There is additional evidence that Congress has had no such understanding of retained common law privileges. Congress’s 2020 Congressional Oversight Manual asserts “it is the congressional committee alone that determines whether to accept a claim of attorney-client privilege.” (That is a quotation found in CRS reports dating back to at least 2014). In 2009, Rep. Edolphus Towns (D-N.Y.), then-chair of the House Oversight and Government Reform Committee, asserted: “Congress has the right to refuse…an assertion of the attorney-client privilege.” (See Congressional Due Process FN 220). In a stark example in 1977, a House subcommittee chair reviewed incidents through the U.S. founding and back to Congress’s antecedents in the House of Commons, and declared the precedents “fully sustain rejecting a claim of attorney-client privilege if it impedes in any manner whatsoever the necessary inquiries of the Congress in determining whether a law of the United States may have been violated or whether that law accords sufficient protection to the American people.” (See Congressional Due Process FN 225)
In sum, the Supreme Court’s assertion in Mazars that it has “long been understood” that parties retain common law privileges in congressional investigations is not supported by Congress’s historical practice, litigation precedent, legal advice provided clients by the private bar, or bar association concerns about Congress’s dismissiveness of these privileges.
So, what is the effect of the Supreme Court’s statement, especially if it was dicta? I think it will be quite significant.

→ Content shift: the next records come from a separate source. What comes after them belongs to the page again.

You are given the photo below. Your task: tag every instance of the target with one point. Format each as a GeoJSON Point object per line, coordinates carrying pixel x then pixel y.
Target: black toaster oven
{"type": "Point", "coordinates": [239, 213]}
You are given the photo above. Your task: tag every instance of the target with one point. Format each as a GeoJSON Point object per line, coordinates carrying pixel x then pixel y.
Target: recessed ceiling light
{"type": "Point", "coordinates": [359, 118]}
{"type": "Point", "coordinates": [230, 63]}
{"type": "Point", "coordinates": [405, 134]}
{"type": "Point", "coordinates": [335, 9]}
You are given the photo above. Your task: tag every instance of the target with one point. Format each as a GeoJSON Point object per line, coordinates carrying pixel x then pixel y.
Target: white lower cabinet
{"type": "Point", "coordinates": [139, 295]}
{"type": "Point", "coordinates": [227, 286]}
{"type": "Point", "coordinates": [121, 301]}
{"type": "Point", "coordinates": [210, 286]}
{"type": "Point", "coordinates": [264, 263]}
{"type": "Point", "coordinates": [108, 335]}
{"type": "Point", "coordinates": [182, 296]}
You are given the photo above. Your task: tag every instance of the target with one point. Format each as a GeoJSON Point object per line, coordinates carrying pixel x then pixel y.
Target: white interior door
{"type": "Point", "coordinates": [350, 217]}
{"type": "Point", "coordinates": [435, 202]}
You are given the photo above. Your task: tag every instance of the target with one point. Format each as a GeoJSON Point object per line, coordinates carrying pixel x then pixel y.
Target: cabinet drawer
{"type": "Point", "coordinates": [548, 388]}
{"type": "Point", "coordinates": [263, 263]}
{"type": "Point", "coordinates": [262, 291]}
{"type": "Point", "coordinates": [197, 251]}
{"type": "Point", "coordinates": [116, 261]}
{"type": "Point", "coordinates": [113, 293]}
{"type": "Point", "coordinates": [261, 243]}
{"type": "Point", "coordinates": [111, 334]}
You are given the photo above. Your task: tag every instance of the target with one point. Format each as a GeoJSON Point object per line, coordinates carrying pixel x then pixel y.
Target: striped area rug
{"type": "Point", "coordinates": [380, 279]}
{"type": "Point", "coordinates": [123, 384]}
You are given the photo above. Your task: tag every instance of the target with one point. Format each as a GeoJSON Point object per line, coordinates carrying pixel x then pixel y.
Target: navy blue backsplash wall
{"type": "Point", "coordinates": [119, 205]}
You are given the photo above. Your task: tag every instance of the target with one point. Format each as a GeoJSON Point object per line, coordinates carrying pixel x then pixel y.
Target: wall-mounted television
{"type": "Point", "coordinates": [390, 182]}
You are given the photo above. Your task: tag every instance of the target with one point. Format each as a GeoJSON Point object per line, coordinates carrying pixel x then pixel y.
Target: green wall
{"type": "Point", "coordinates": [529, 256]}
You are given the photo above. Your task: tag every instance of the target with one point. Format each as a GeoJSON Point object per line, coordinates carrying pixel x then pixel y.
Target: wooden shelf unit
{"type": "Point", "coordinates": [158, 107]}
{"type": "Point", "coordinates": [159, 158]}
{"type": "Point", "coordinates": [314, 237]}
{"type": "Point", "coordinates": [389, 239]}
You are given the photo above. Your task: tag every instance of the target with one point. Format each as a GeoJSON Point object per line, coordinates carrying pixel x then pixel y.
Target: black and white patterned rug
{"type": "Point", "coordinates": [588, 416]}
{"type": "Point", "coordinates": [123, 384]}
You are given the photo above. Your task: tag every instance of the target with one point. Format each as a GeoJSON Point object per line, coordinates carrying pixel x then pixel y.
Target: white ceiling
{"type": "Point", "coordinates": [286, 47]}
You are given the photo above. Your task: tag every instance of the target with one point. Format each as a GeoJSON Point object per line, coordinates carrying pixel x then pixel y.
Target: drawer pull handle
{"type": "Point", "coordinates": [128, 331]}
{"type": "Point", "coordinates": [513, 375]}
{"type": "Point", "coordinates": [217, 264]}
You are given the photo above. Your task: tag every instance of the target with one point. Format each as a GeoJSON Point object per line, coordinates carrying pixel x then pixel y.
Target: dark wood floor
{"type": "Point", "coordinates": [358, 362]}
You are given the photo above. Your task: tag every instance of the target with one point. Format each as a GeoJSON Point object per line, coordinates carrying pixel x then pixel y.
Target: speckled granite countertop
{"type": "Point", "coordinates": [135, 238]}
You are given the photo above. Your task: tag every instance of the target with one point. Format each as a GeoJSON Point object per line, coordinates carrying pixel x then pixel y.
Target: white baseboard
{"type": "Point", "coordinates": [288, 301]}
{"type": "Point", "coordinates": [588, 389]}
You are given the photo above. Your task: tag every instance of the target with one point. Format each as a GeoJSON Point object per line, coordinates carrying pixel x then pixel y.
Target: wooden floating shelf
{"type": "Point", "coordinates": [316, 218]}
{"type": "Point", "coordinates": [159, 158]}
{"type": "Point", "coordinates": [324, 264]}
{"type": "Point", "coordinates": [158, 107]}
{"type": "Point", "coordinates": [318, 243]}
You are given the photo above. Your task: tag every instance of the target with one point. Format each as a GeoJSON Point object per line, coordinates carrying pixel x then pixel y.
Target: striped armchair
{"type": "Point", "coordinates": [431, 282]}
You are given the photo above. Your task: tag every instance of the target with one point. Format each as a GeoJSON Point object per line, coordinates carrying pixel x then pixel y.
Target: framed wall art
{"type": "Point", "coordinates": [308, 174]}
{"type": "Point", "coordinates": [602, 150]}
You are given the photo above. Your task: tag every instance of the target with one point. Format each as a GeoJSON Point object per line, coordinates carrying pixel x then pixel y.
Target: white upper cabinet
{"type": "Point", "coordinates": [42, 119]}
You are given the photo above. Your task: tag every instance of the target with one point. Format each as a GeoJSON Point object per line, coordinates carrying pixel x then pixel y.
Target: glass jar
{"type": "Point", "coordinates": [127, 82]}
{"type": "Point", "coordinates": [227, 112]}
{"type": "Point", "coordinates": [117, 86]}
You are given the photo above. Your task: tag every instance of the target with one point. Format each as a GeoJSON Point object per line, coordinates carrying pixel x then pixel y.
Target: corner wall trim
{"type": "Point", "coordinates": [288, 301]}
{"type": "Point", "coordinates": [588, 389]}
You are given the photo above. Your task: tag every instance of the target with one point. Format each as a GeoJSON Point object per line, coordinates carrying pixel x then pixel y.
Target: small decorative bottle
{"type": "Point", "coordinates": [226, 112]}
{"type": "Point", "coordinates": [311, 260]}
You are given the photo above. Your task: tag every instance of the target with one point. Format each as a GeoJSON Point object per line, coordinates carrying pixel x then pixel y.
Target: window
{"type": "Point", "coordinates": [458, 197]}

First, there is a bit of parsing to be done on the scope of the Court’s language. Even if privileges are retained by the parties, one could read the Supreme Court language to allow for the congressional committee chair, rather than a reviewing court, to make privilege rulings (as has been the practice). However, I don’t think that is the best reading of the phrase. I think it suggests that a court could enforce the common law privilege, notwithstanding a congressional determination to the contrary.
Second, legal analysts will accurately note that this language is classic dicta, defined as:
A statement of opinion or belief considered authoritative because of the dignity of the person making it. The term is generally used to describe a court’s discussion of points or questions not raised by the record or its suggestion of rules not applicable in the case at bar. Judicial dictum is an opinion by a court on a question that is not essential to its decision even though it may be directly involved.
In other words, because the Court’s asserted understanding that congressional subpoena recipients “retain common law…privileges” is not necessary to its rulings in Mazars, that observation is not binding on lower federal courts or Congress as an intervening party to this case. As the phrase goes, it is ‘mere dicta.’
Because of the nature of congressional investigations, that Supreme Court dicta will allow executive branch officials and private parties significantly enhanced ability to resist subpoenas on traditional common law privilege grounds. Mazars sends a signal that at least seven members of the Court, across a broad ideological spectrum, subscribe to that view. Thus, parties resisting production of privileged materials to Congress will be able to predict favorable treatment by federal courts should Congress seek judicial enforcement of subpoenas or contempt citations. In addition, lawyers will be able to cite that Supreme Court language back to Congress, which will dilute the public shaming leverage Congress often uses to maximize its investigative yield.
I anticipate those of us in private practice that assist parties in congressional investigations will make great use of that language whenever privilege issues arise.